Only a few hours back, Stable Diffusion has announced this breaking news:

“Today, we are releasing Stable Video Diffusion, our first foundation model for generative AI video based on the image model, @StableDiffusion.

As part of this research preview, the code, weights, and research paper are now available. Additionally, today you can sign up for our waitlist to access a new upcoming web experience featuring a Text-To-Video interface.”

and things are about to get wild! Let’s see what’s the whole fuss about.

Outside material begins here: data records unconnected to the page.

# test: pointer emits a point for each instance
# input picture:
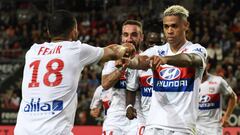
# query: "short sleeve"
(132, 82)
(225, 88)
(96, 100)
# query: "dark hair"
(134, 22)
(60, 23)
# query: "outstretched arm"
(231, 105)
(179, 60)
(131, 112)
(111, 79)
(114, 51)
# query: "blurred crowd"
(214, 24)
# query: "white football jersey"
(174, 103)
(210, 102)
(141, 80)
(100, 98)
(50, 80)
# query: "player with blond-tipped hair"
(177, 69)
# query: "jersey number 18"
(35, 64)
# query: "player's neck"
(205, 76)
(177, 46)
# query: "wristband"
(130, 105)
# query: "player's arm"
(132, 84)
(95, 112)
(109, 80)
(230, 107)
(114, 51)
(131, 112)
(179, 60)
(96, 103)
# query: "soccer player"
(116, 122)
(212, 90)
(51, 75)
(100, 98)
(177, 67)
(141, 79)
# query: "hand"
(156, 61)
(124, 62)
(224, 121)
(95, 112)
(130, 50)
(131, 113)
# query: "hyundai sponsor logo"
(204, 99)
(170, 73)
(38, 106)
(150, 80)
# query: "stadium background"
(215, 24)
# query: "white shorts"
(209, 131)
(159, 131)
(116, 124)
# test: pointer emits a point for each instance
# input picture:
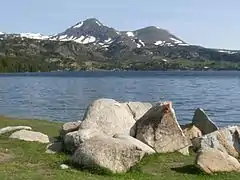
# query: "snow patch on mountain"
(108, 40)
(157, 43)
(78, 25)
(98, 23)
(228, 52)
(79, 40)
(130, 34)
(89, 39)
(176, 41)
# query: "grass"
(27, 160)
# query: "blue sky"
(211, 23)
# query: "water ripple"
(65, 97)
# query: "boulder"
(203, 122)
(226, 140)
(54, 147)
(191, 131)
(108, 117)
(73, 139)
(13, 128)
(159, 129)
(145, 148)
(27, 135)
(138, 109)
(114, 154)
(184, 151)
(213, 160)
(69, 127)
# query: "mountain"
(88, 31)
(90, 44)
(93, 31)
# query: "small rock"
(64, 166)
(212, 160)
(30, 136)
(191, 131)
(144, 147)
(184, 151)
(69, 127)
(138, 109)
(73, 139)
(226, 140)
(55, 147)
(159, 129)
(13, 128)
(203, 122)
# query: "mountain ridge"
(91, 44)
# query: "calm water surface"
(64, 96)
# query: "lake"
(64, 96)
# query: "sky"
(210, 23)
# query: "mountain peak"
(93, 20)
(90, 22)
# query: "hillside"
(91, 45)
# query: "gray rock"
(69, 127)
(138, 109)
(203, 122)
(226, 140)
(73, 139)
(191, 131)
(145, 148)
(30, 136)
(108, 117)
(159, 129)
(113, 154)
(184, 151)
(13, 128)
(213, 160)
(54, 147)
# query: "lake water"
(65, 96)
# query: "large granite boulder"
(108, 117)
(114, 154)
(138, 109)
(27, 135)
(203, 122)
(131, 140)
(213, 160)
(69, 127)
(159, 129)
(226, 140)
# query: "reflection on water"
(66, 96)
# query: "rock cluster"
(116, 136)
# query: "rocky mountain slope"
(90, 41)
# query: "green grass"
(21, 160)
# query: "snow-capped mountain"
(34, 36)
(93, 31)
(37, 36)
(88, 31)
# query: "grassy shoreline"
(28, 160)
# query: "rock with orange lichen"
(160, 129)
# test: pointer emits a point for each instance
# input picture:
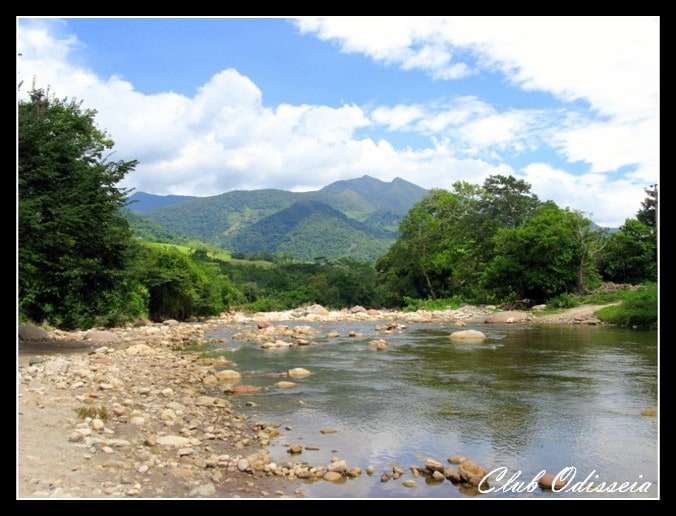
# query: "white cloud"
(224, 138)
(610, 62)
(595, 195)
(415, 42)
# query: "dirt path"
(572, 315)
(56, 379)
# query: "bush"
(638, 310)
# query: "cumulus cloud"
(599, 198)
(225, 138)
(611, 63)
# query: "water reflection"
(528, 398)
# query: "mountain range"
(357, 218)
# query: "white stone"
(172, 440)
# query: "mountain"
(141, 202)
(312, 229)
(357, 218)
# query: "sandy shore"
(122, 413)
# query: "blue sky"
(209, 105)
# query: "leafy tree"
(541, 258)
(630, 255)
(506, 202)
(72, 243)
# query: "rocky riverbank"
(123, 413)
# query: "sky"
(210, 105)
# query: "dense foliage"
(498, 242)
(73, 245)
(80, 264)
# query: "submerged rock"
(468, 336)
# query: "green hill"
(357, 218)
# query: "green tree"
(72, 243)
(630, 255)
(540, 259)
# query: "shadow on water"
(527, 398)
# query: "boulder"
(298, 372)
(32, 333)
(468, 336)
(506, 317)
(549, 481)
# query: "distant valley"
(356, 218)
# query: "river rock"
(433, 465)
(172, 440)
(506, 317)
(33, 333)
(333, 476)
(549, 481)
(467, 336)
(456, 459)
(204, 490)
(284, 384)
(298, 372)
(139, 349)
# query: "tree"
(630, 255)
(542, 258)
(72, 242)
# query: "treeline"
(80, 265)
(498, 242)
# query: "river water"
(527, 399)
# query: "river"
(527, 399)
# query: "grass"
(637, 310)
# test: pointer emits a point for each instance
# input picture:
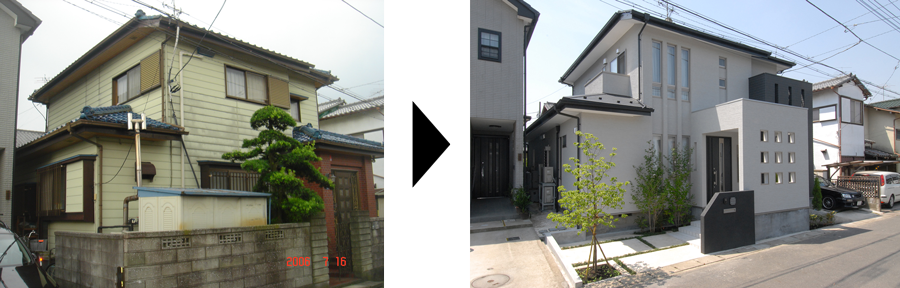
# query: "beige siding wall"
(75, 187)
(95, 89)
(218, 124)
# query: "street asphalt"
(859, 254)
(526, 261)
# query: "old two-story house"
(362, 119)
(16, 24)
(197, 97)
(644, 79)
(839, 125)
(500, 31)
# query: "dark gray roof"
(109, 114)
(887, 104)
(308, 133)
(354, 107)
(26, 136)
(840, 80)
(325, 106)
(671, 26)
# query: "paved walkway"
(524, 262)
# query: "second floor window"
(128, 85)
(488, 45)
(245, 85)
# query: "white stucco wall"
(9, 82)
(746, 118)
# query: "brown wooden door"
(346, 200)
(489, 166)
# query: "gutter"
(641, 64)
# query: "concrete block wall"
(378, 247)
(90, 260)
(223, 257)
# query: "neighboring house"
(500, 31)
(839, 130)
(17, 24)
(362, 119)
(82, 170)
(882, 133)
(749, 128)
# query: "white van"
(890, 185)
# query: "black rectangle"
(431, 144)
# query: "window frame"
(115, 85)
(87, 210)
(816, 113)
(247, 86)
(499, 45)
(861, 111)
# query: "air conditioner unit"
(547, 174)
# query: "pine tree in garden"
(283, 163)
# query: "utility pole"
(137, 125)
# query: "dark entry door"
(346, 200)
(718, 165)
(489, 166)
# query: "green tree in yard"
(585, 205)
(648, 190)
(678, 186)
(283, 163)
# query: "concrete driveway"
(523, 263)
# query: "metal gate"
(489, 166)
(346, 200)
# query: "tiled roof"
(354, 107)
(110, 114)
(308, 133)
(879, 154)
(325, 106)
(26, 136)
(888, 104)
(834, 82)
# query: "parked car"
(18, 266)
(889, 187)
(834, 197)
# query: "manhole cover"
(495, 280)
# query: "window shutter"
(151, 73)
(279, 94)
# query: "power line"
(364, 14)
(92, 12)
(851, 31)
(198, 44)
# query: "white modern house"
(839, 125)
(500, 31)
(16, 24)
(362, 119)
(644, 79)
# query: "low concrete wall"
(367, 242)
(781, 223)
(222, 257)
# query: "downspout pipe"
(99, 198)
(641, 64)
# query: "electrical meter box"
(165, 209)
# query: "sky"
(564, 31)
(329, 34)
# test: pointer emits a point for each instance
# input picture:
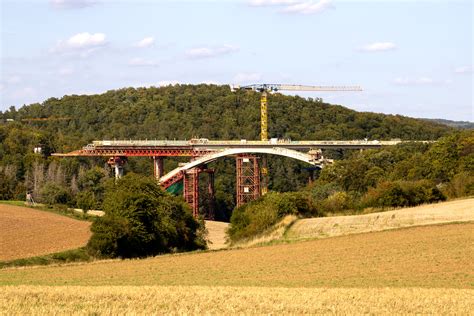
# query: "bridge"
(203, 151)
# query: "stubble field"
(424, 269)
(27, 232)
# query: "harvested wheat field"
(427, 256)
(322, 227)
(216, 234)
(27, 232)
(230, 300)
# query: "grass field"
(423, 269)
(27, 232)
(121, 300)
(429, 257)
(323, 227)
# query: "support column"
(191, 189)
(210, 190)
(158, 170)
(248, 179)
(117, 163)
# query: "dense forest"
(172, 112)
(400, 176)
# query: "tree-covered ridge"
(404, 175)
(214, 112)
(173, 112)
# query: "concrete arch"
(290, 153)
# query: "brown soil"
(216, 237)
(439, 213)
(438, 256)
(27, 232)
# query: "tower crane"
(266, 88)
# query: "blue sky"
(412, 58)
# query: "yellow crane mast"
(264, 89)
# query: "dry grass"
(230, 300)
(217, 235)
(276, 233)
(427, 256)
(453, 211)
(26, 232)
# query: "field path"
(26, 232)
(216, 236)
(322, 227)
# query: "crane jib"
(287, 87)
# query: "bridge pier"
(117, 164)
(158, 170)
(191, 190)
(248, 179)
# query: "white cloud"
(295, 6)
(379, 47)
(309, 7)
(84, 42)
(26, 92)
(65, 71)
(72, 4)
(140, 62)
(413, 81)
(266, 3)
(247, 77)
(210, 82)
(13, 79)
(464, 70)
(146, 42)
(208, 52)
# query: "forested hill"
(210, 111)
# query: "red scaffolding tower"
(248, 179)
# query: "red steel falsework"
(248, 179)
(191, 189)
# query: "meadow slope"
(27, 232)
(223, 300)
(322, 227)
(437, 256)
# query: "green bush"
(402, 194)
(142, 220)
(85, 200)
(255, 217)
(461, 185)
(53, 193)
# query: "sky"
(412, 58)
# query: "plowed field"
(26, 232)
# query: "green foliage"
(85, 200)
(402, 194)
(68, 256)
(53, 193)
(214, 112)
(257, 216)
(142, 220)
(461, 185)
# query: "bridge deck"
(200, 147)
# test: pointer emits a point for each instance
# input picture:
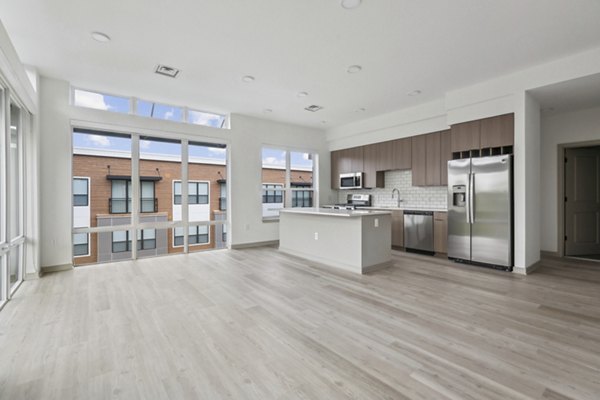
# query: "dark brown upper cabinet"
(445, 155)
(465, 136)
(433, 156)
(335, 169)
(372, 178)
(419, 160)
(497, 131)
(385, 156)
(402, 153)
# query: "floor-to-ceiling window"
(138, 196)
(12, 199)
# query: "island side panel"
(376, 242)
(338, 244)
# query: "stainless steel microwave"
(353, 180)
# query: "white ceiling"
(570, 95)
(295, 45)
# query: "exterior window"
(146, 239)
(81, 244)
(272, 193)
(159, 111)
(206, 119)
(147, 196)
(197, 192)
(120, 202)
(196, 235)
(80, 192)
(121, 242)
(101, 101)
(301, 198)
(144, 108)
(223, 196)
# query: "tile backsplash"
(413, 196)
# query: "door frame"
(561, 192)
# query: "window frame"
(88, 253)
(129, 198)
(289, 188)
(87, 195)
(175, 236)
(197, 184)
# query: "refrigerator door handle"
(472, 198)
(468, 202)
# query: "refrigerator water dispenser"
(459, 195)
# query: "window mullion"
(185, 193)
(135, 188)
(288, 180)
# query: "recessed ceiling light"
(100, 37)
(313, 108)
(167, 71)
(350, 4)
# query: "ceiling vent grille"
(167, 71)
(313, 108)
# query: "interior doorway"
(582, 202)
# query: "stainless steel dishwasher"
(418, 231)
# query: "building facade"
(102, 196)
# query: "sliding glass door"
(137, 196)
(12, 240)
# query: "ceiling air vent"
(313, 108)
(167, 71)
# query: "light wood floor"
(256, 324)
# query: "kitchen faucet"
(395, 190)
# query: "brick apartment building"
(102, 197)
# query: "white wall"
(560, 129)
(245, 139)
(501, 95)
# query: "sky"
(270, 156)
(144, 108)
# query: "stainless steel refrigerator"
(480, 217)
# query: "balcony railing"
(223, 203)
(118, 205)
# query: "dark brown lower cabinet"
(397, 228)
(440, 232)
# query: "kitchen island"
(354, 240)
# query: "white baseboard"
(254, 244)
(57, 268)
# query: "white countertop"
(403, 208)
(335, 213)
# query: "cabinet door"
(432, 157)
(440, 232)
(335, 169)
(419, 161)
(356, 159)
(497, 131)
(398, 228)
(369, 165)
(445, 156)
(465, 136)
(385, 156)
(401, 154)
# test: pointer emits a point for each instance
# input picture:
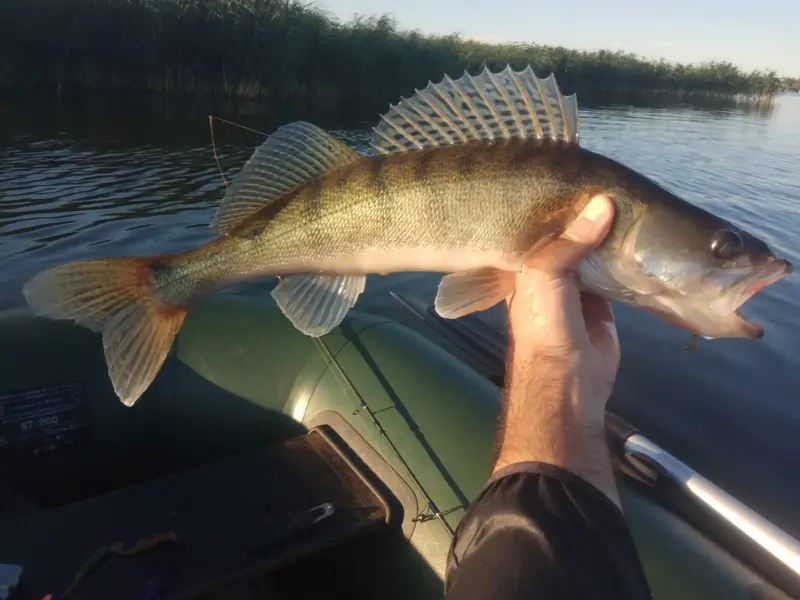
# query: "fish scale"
(468, 178)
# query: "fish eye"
(726, 244)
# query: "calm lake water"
(85, 182)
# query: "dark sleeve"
(537, 531)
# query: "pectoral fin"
(316, 304)
(469, 291)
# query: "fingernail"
(595, 209)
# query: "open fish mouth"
(762, 277)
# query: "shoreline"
(286, 51)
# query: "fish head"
(688, 266)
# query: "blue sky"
(752, 34)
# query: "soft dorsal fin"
(294, 154)
(492, 106)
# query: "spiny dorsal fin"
(291, 156)
(491, 106)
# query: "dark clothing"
(538, 532)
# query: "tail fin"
(116, 297)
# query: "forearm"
(545, 420)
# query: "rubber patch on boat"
(41, 420)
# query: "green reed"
(285, 50)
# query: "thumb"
(584, 235)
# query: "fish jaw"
(718, 315)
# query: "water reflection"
(100, 179)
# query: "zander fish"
(467, 178)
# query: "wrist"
(552, 415)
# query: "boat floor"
(247, 526)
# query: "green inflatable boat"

The company has now entered the generative video space owned pretty much by Runway and Pika, until now. It seems they are not going to just linger in there, instead they are more like saying “it’s our turn now!” Stable Video is the Stability AI’s first open generative AI video model which empowers individuals to transform text and image inputs into vivid scenes and elevates concepts into live action, cinematic creations. 

Released in the form of two image-to-video models, capable of generating 14 and 25 frames at customizable frame rates between 3 and 30 frames per second, its performance looks very promising, surpassing the leading closed models.

“The chart above evaluates user preference for SVD-Image-to-Video over GEN-2 and PikaLabs. SVD-Image-to-Video is preferred by human voters in terms of video quality. For details on the user study, we refer to the research paper

If that is the case, we are super excited to see what can be done. What is more, the model understands 3D scene and perspective too, as one of the X users accurately pointed out. To access the model & sign up for the waitlist (:/), visit their website here. Some of the folks have already shared the first hands-on experience, or its effect to be precise.

“First text-to-video render of Stable Video Diffusion (SVD) from a Midjourney input image. I’m impressed with – coherent movement – video quality – accuracy with original image…”

Reference image (MJ)

Stable Video Diffusion (SVD)

Stable Video Diffusion (SVD) Upscaled to 1080p and interpolated to 24fps.

It is incredible! What is ahead of the gaming industry? Great times 🙂 Can’t wait.